Below is a table of calculations made using the Hit Modeler Interactive Simulator. You can use these results to check your version of the program.

Speed | Angle | Location | Temp | Pressure | Wind | Drag | Distance |
---|---|---|---|---|---|---|---|

100 | 45 | -- | -- | -- | -- | 0 | 669 |

100 | 45 | CLE | 60 | 29 | 0 | .3 | 378 |

100 | 45 | CLE | 90 | 29 | 0 | .3 | 387 |

100 | 45 | CLE | 35 | 29 | 0 | .3 | 370 |

100 | 45 | CLE | 60 | 28 | 0 | .3 | 384 |

100 | 45 | CLE | 60 | 29 | +5 | .3 | 417 |

100 | 45 | CLE | 60 | 29 | -5 | .3 | 338 |

100 | 45 | CLE | 60 | 24 | 0 | .3 | 405 |

### First Case

Each case uses a 100 mph hit angled at 45 degrees which is typical for a big league ball player. The first case was run by setting the drag coefficient to 0.0 to model a ballistic trajectory. Without any aerodynamic drag, the ball flies 669 feet. Obviously, aerodynamics must be very important because we don’t see any 670 foot home runs in the majors!

### Second Case

The second case is a reference case.

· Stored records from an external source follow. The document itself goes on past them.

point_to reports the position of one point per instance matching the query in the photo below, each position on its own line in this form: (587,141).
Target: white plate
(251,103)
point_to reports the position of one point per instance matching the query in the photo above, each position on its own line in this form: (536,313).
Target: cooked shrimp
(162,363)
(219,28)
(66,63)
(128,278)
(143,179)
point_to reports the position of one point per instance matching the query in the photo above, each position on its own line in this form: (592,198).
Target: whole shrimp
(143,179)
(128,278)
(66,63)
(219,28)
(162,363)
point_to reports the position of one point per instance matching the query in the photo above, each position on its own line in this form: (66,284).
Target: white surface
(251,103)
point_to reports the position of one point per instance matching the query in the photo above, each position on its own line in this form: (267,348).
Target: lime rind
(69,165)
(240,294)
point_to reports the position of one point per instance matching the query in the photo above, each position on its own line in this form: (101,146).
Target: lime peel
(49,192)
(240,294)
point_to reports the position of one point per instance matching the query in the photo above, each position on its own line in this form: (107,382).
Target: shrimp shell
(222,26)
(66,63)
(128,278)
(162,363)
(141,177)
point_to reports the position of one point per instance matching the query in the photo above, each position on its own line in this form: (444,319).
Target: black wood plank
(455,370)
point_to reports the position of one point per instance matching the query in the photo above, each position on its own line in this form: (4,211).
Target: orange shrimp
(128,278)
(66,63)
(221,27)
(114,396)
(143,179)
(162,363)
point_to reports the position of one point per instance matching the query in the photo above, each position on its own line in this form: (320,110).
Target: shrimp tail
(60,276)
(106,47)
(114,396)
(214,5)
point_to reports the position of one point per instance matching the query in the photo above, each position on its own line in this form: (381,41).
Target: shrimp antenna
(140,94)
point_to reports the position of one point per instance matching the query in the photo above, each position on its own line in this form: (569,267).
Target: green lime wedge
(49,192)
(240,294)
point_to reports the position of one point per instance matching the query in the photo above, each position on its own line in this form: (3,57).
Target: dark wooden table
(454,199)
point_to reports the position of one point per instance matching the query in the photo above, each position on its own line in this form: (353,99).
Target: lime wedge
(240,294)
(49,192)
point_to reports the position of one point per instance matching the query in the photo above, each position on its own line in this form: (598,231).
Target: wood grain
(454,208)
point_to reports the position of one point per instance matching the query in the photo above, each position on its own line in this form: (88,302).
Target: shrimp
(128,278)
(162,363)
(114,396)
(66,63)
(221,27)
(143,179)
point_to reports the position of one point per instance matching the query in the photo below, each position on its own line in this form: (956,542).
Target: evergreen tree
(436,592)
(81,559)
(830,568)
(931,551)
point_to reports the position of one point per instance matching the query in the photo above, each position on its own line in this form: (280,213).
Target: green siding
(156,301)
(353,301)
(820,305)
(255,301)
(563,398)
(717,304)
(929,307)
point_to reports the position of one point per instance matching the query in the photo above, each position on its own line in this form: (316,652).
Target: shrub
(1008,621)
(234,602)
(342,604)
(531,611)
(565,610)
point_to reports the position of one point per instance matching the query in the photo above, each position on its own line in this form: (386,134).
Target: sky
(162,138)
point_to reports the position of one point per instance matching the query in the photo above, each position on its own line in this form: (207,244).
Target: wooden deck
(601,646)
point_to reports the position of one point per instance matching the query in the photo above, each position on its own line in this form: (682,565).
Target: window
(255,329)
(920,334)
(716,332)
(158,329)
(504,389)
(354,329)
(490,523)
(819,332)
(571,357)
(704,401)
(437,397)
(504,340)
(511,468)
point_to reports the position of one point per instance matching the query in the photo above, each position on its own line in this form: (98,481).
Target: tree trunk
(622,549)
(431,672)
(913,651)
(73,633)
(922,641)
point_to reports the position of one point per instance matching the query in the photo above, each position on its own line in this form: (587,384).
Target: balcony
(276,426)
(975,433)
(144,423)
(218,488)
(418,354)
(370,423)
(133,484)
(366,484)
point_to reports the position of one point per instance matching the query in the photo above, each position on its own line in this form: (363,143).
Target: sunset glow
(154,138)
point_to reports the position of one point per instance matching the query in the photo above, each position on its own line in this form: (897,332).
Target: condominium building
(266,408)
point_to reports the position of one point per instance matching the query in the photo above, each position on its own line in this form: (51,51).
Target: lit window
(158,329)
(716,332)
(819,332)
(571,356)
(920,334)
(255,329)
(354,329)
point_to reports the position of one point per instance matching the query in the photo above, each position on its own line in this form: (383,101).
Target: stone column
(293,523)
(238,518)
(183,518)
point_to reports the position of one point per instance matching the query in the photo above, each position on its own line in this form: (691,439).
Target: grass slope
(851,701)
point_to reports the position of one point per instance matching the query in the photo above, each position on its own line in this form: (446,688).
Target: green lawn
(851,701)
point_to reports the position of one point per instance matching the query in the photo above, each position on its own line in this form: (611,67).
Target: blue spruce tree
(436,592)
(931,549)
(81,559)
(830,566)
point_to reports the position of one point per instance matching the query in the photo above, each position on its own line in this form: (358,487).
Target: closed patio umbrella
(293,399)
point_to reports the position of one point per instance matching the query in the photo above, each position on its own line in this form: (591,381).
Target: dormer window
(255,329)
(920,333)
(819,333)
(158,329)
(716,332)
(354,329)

We set the location to Cleveland on an Average Day; 60 degrees F, 29 inches of mercury pressure, no wind, and a drag coefficient of .3. For this set of conditions, the ball flies 378 feet. Much more realistic than the ballistic flight.

### Third Case

The third case looks at the effect of temperature. We set the atmospheric input to Hot Day. 90 degrees F. All other variables are the same as the reference. The ball now flies 387 feet. We gain 9 feet on the average day because with increased temperature, the density goes down and therefore the drag is reduced.

### Fourth Case

The fourth case also looks at temperature. We set the atmospheric input to Cold Day, 35 degrees F. All other variables are the same as the reference. The ball now flies only 370 feet. We loose 8 feet to the average day because with decreased temperature, the density goes up and therefore the drag increases.

### Fifth Case

The fifth case looks at the effect of pressure. We set the day to an average day, then select “Specify” and enter 28 inches of mercury in the pressure input. The ball flies 384 feet. We gain 6 feet on the reference conditions because with decreased pressure, the density is decreased and the drag is reduced.

### Sixth Case

The sixth case looks at the effect of wind velocity. We set the atmospheric conditions to Average Day and all other conditions the same as the reference. We then change the wind velocity to 5 mph. The ball flies 417 feet with the wind at the back of the hitter. Wind is very important.

### Seventh Case

The seventh case looks at wind in the batters face. Conditions are set equal to the reference conditions and then the wind is set to -5 mph. The ball only flies 338 feet.

### Final Case

The eighth and final case looks at the special conditions that exist at Coors Field in Denver. We reset the wind to 0.0, pick an average day, and change the location to Denver. Denver is the “mile high city” with atmospheric pressure at only 24 inches of mercury. The ball flies 405 feet. The same hit in Cleveland only goes 378 feet. The reduced pressure and density in Denver has reduced the aerodynamic drag, so the ball flies much farther.